Малый год опять замыкал свой круг, солнечный год, поскольку илоносные воды снова убыли, и (не по календарю, а в практической действительности) стояло время сева, время мотыки и плуга, время разрытой земли. Когда Иосиф поднимался с циновки и, с разрешения своего сторожа Ха'ма'та, руки за спину, словно он держал их там по собственной воле, прогуливался, вдыхая звонкоголосый воздух реки, по палубе, или же сидел там на бухте каната, он видел, как на плодородных прибрежных землях крестьяне творят суровое и опасное дело, требующее всяческих мер искупленья и предосторожности, печальное дело пахоты и посева, печальное потому, что сев — это время печали, время похорон бога злаков, погребенья Усира во мраке лишь очень дальних надежд, время плакать — и, глядя на погребающих зерна крестьян, Иосиф тоже нет-нет да плакал, ибо его тоже погребали во мраке лишь очень дальних надежд — в знак того, что вот и большой год замкнул свой круг и принес повторение, обновление жизни, сошествие в бездну.
Это была бездна, куда уходит Истинный сын, Этура, подземная овчарня, Аралла, царство мертвых. Через яму колодца он пришел в преисподнюю, в страну мертвого оцепенения; а теперь оттуда путь его лежал снова в боор, в нижнеегипетскую темницу — глубже спуститься уже нельзя было. Возвращались дни черной Луны, огромные, равновеликие годам дни, в течение которых преисподняя имеет власть над погребенным красавцем. Он шел на убыль и умирал; но через три дня он должен был вырасти снова. В колодец бездны Аттар-Таммуз погружался вечерней звездой: но он непременно должен был вернуться оттуда звездою утренней. Это называют надеждой, а надежда — сладостный дар. Но есть в ней все-таки и что-то запретное, потому что она умаляет достоинство священного мига, предвосхищая еще не наступившие часы праздника, часы круговорота. У каждого часа есть своя честь, и не живет по-настоящему тот, кто не умеет отчаиваться. Иосиф держался такого взгляда. Его надежда была даже уверенностью, знанием; но он был дитя мгновения, и он плакал.

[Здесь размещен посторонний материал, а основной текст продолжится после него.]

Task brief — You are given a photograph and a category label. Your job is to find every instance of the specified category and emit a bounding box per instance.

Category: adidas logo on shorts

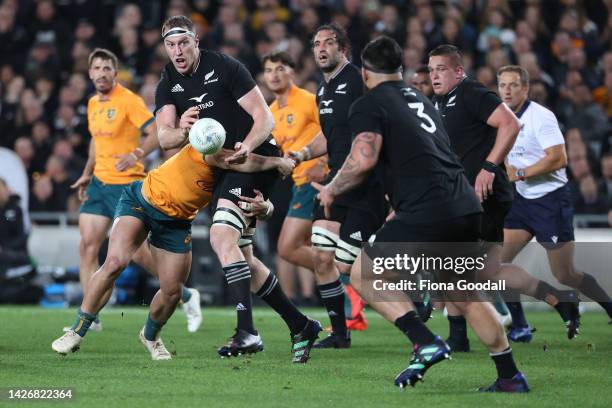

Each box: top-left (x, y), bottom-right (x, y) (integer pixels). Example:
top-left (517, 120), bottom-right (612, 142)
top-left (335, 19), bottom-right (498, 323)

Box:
top-left (171, 84), bottom-right (185, 92)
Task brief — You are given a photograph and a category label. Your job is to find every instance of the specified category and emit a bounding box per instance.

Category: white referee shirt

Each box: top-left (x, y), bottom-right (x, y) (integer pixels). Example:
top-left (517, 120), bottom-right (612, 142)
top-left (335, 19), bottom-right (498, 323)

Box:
top-left (508, 100), bottom-right (567, 199)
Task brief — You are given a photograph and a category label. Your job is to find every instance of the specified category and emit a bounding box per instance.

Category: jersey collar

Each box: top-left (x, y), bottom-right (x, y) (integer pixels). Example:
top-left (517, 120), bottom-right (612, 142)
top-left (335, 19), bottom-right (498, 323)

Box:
top-left (327, 60), bottom-right (351, 84)
top-left (98, 80), bottom-right (123, 102)
top-left (516, 98), bottom-right (531, 119)
top-left (444, 76), bottom-right (467, 98)
top-left (178, 50), bottom-right (202, 78)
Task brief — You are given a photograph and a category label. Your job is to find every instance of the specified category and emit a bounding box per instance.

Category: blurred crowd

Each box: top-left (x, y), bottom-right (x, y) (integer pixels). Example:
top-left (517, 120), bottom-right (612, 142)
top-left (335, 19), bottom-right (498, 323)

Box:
top-left (0, 0), bottom-right (612, 223)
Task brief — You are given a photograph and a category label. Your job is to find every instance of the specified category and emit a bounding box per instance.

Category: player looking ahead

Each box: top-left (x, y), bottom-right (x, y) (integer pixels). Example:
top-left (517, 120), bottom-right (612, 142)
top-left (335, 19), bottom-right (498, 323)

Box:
top-left (155, 16), bottom-right (319, 357)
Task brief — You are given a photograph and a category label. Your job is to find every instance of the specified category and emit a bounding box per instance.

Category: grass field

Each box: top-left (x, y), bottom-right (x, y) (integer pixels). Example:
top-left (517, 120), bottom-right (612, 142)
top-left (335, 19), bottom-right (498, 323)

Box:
top-left (0, 307), bottom-right (612, 408)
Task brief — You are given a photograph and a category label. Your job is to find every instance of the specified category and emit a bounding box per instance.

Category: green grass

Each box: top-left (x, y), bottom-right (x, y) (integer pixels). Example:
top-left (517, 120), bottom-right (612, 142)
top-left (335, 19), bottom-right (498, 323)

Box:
top-left (0, 307), bottom-right (612, 408)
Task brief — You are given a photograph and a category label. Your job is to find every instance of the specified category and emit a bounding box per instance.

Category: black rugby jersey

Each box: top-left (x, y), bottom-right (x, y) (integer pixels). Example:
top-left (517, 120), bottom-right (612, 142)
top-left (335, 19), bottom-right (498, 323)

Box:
top-left (433, 78), bottom-right (514, 202)
top-left (155, 49), bottom-right (277, 155)
top-left (349, 81), bottom-right (482, 224)
top-left (317, 63), bottom-right (385, 213)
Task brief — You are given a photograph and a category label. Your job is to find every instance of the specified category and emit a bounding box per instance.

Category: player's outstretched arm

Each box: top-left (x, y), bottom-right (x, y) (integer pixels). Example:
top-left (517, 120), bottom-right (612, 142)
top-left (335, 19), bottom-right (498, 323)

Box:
top-left (326, 132), bottom-right (382, 196)
top-left (205, 150), bottom-right (295, 177)
top-left (287, 132), bottom-right (327, 164)
top-left (474, 103), bottom-right (521, 202)
top-left (506, 144), bottom-right (567, 181)
top-left (70, 138), bottom-right (96, 202)
top-left (155, 105), bottom-right (198, 150)
top-left (487, 103), bottom-right (521, 165)
top-left (136, 121), bottom-right (159, 159)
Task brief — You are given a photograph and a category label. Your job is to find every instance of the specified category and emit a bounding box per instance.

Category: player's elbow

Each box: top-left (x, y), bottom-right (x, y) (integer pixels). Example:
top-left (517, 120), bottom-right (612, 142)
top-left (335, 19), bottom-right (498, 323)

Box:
top-left (157, 128), bottom-right (178, 150)
top-left (505, 115), bottom-right (521, 139)
top-left (263, 109), bottom-right (276, 134)
top-left (554, 151), bottom-right (567, 170)
top-left (360, 159), bottom-right (376, 174)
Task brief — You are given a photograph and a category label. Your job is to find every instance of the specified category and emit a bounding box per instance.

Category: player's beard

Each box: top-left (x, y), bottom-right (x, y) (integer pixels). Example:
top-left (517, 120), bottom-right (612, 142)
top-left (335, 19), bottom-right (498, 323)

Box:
top-left (317, 56), bottom-right (340, 74)
top-left (95, 81), bottom-right (113, 94)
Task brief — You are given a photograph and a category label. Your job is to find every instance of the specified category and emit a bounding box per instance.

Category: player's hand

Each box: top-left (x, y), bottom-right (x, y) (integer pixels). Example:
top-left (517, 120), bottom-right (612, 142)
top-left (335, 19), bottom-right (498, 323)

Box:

Он знал свои слезы. Ими плакал Гильгамеш, когда пренебрег желанием Иштар и та «уготовила ему плач». Иосиф был измучен обрушившейся на него бедой, натиском обезумевшей женщины, тяжелым кризисом в апогее этого натиска, полной, наконец, переменой всех своих обстоятельств и в первые дни даже не просил у Ха'ма'та разрешения погулять по палубе среди кипучей суеты проезжей дороги Египта, а лежал один на своей циновке в будке и предавался мечтам. Он перебирал в мыслях стихи таблиц:
Иштар разъярилась, поднялась к Ану — требовать у паря богов мести. «Создай быка мне, пусть мир он растопчет, дыханьем ноздрей опалит землю, пусть иссушит поля, пусть нивы погубит».
«Создам я быка тебе, госпожа Аширта, ибо тебя обидели тяжко. Но будет голод, семь лет мякины, от дыханья быка, от громкого топа. Запаслась ли зерном ты, наготовила ль пищи, чтобы годы нужды спокойно встретить?»
«Я зерном запаслась, наготовила пищи».
«Будет тебе бык, госпожа Аширта, ибо тебя обидели тяжко!»
Странное поведение! Если из-за неприступности Гильгамеша Ашера хотела погубить землю и призывала на нее огнедышащего быка, то было довольно-таки нелепо запасаться пищей, чтобы пережить семь лет мякины, которые как раз благодаря быку и наступят.